Stolen Feelings in an Age of Consent: Projection, Intimacy, and Historical Trespass

In 1913, the moral reformer Madeline Doty, under the alias “Maggie Martin,” entered Auburn Correctional Facility in New York to investigate its conditions. The “friendship” she struck up there with a woman named Minerva Jones subsequently became the basis of her book Society’s Misfits (1916). Written in an age before the ethics of ethnographic research had been codified, the book raises ethical questions for the historian writing about the feelings of a person who has not consented to be written about—indeed, who actively sought to retain her anonymity.
This paper will interweave that historical case with my own recent experience of creating an oral history of friendships in a community of women who later came to regret their participation and requested that their interviews be retracted. How do historians of emotion, who work with some of our most intimate and exposing stories, and endlessly risk forms of projection and over-interpretation, manage ethical boundaries?

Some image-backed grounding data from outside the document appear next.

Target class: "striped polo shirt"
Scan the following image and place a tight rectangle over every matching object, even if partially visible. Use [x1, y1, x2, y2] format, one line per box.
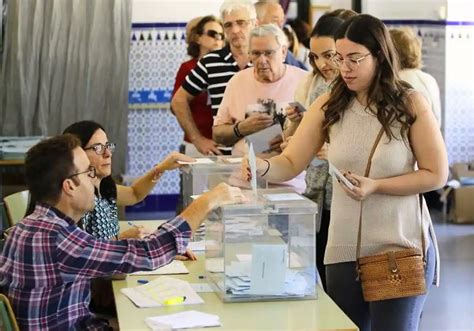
[182, 46, 246, 115]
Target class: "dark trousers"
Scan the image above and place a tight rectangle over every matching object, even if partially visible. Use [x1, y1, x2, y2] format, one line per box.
[317, 208, 330, 290]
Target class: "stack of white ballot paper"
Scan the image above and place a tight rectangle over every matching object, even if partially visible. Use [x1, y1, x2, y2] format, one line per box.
[121, 276, 204, 308]
[145, 311, 221, 330]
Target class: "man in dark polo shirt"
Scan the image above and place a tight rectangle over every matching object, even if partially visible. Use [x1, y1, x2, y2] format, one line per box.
[171, 0, 257, 156]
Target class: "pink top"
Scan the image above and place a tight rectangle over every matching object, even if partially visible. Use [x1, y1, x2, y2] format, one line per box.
[214, 65, 307, 155]
[214, 65, 307, 193]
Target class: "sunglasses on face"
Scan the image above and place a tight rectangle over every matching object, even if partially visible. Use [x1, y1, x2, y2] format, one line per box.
[204, 30, 224, 40]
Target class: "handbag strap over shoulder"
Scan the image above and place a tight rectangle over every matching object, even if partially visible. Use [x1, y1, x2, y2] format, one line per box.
[355, 127, 426, 275]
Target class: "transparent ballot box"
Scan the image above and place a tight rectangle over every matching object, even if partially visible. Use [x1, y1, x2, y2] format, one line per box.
[205, 188, 318, 302]
[181, 156, 266, 208]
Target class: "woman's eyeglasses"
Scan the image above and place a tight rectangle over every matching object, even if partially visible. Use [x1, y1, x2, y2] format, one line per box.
[84, 142, 116, 155]
[68, 166, 97, 179]
[204, 30, 224, 41]
[331, 52, 372, 71]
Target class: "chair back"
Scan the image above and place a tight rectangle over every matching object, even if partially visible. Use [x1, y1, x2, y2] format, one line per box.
[3, 191, 29, 227]
[0, 294, 19, 331]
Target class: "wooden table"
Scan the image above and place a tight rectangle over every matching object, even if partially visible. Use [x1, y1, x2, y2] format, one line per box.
[114, 221, 358, 331]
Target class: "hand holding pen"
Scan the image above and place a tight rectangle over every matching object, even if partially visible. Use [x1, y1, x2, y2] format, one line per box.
[118, 222, 153, 239]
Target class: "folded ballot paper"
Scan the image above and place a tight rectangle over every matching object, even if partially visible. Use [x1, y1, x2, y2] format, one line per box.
[121, 276, 204, 308]
[145, 310, 221, 330]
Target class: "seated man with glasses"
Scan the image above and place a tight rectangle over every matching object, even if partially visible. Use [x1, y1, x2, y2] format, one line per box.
[61, 121, 200, 314]
[213, 23, 307, 192]
[0, 134, 245, 330]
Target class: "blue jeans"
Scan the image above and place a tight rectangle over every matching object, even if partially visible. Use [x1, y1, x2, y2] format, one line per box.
[326, 238, 435, 331]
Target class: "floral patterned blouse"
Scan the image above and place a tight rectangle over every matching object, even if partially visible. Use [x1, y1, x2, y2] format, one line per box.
[81, 195, 119, 239]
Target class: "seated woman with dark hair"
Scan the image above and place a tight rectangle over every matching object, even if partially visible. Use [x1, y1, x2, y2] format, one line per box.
[62, 120, 193, 241]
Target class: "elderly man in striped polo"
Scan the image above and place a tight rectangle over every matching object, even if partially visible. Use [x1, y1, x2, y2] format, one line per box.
[172, 0, 257, 156]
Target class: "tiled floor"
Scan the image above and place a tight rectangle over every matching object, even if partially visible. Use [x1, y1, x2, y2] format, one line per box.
[420, 210, 474, 331]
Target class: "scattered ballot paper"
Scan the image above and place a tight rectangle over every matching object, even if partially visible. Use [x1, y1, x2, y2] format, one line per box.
[121, 276, 203, 308]
[191, 282, 214, 293]
[145, 310, 221, 330]
[177, 158, 214, 165]
[220, 157, 242, 164]
[263, 193, 305, 201]
[245, 124, 282, 154]
[187, 240, 206, 251]
[130, 260, 189, 276]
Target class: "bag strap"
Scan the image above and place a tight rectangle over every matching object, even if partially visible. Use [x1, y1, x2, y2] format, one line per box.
[355, 127, 426, 278]
[355, 127, 384, 267]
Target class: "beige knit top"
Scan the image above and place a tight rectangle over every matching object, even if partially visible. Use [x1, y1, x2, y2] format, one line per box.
[325, 98, 433, 265]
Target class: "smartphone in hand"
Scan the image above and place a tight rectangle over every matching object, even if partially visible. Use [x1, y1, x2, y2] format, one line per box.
[328, 162, 356, 190]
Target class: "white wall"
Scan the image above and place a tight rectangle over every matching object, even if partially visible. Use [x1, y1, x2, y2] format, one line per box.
[363, 0, 447, 20]
[132, 0, 474, 24]
[132, 0, 222, 23]
[311, 0, 352, 10]
[446, 0, 474, 21]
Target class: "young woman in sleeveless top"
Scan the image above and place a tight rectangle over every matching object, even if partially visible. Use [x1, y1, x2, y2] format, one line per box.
[244, 14, 448, 331]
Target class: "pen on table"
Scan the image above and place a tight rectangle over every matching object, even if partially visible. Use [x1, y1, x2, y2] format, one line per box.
[162, 296, 186, 305]
[127, 221, 139, 228]
[137, 279, 149, 284]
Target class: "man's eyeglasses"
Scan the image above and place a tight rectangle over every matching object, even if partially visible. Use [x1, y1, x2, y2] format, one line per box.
[249, 48, 279, 60]
[84, 142, 116, 155]
[68, 166, 96, 179]
[331, 52, 372, 71]
[204, 30, 224, 40]
[223, 19, 252, 30]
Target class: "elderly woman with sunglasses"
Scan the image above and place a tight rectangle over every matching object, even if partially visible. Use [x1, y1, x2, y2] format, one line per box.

Tiffany Watt Smith is Reader in Cultural History at Queen Mary, University of London. She studied philosophy and English at the University of Cambridge. She worked as a theatre director for ten years, before returning to the University of Cambridge to take an MPhil in Criticism and Culture, and then moving to Queen Mary UL for her Ph.D. research jointly supervised by Prof. Thomas Dixon. In 2015 she joined the School of English and Drama as a lecturer. Between 2020-2022, she was director of the Centre for the History of Emotions, before taking a period of leave to work on her forthcoming book Bad Friends (due to be published 2025; UK Faber; US Macmillan). Her research focuses on the histories of emotions and gestures, particularly overlooked and marginal affects such as flinching, laughter, boredom, and Schadenfreude, as well changing beliefs about emotional contagion. She has an interest in the cultural history of sleep, for which she was awarded a Philip Leverhulme Prize in 2019. Recent books: Schadenfreude: The Joy of Another’s Misfortune (2018); The Book of Human Emotions (2014); and On Flinching: Theatricality and Scientific Looking from Darwin to Shell Shock (2014).